Question

A 5.80-µF, parallel-plate, air capacitor has a plate separation of 5.00 mm and is charged to a potential difference of 400 V. Calculate the energy density in the region between the plates, in units of J/${\mathit{m}}^{\mathbf{3}}$

Short answer

The energy density in the region between the plates is $0.028J/m^3$.

Step-by-step solution

Relation between the electric field and the separated conductors

Give,

It is given a capacitor C of 5.80 $\mu F$, and is separated by a distance ofor d = 5.00 mm and the potential difference is$V_{ab}=400.0\hspace{0.33em}V$.

Now, we know that the electric energy stored in a charged capacitor is equal to the amount of work required to charge it. Therefore, we can calculate the energy density uby calculating the electric field between the two conductors.
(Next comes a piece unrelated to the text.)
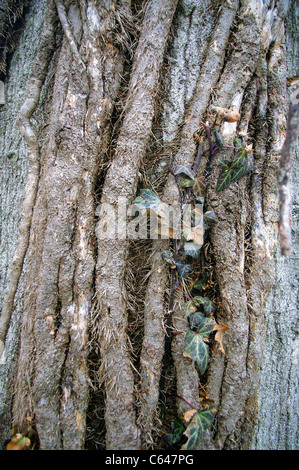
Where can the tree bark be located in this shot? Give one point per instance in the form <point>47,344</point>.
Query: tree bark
<point>88,355</point>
$u=\frac{1}{2}{\epsilon }_{\circ }{E}^2.............\left(i\right)$

Here, E is the electric field related to the separated distance between the two conductors.

Now, E can be written as:

$E=\frac{V}{d}.........\left(ii\right)$

Calculating the energy density:

Substituting the value of E in equationwe get:

$u=\frac{1}{2}{\epsilon }_{\circ }{\left(\frac{V}{d}\right)}^2$

Putting the values of$V,d,{\epsilon }_{\circ }$into the above equation we get:

$$\begin{gathered} u=\frac{1}{2}{\epsilon }_{\circ }{\left(\frac{V}{d}\right)}^2 \\ =\frac{1}{2}\left(8.854\times {10}^{-12}{C}^2/N.m^2\right){\left(\frac{400.0V}{0.005m}\right)}^2 \\ =0.028J/m^3 \end{gathered}$$

Therefore, the charge density u is $0.028J/m^3$.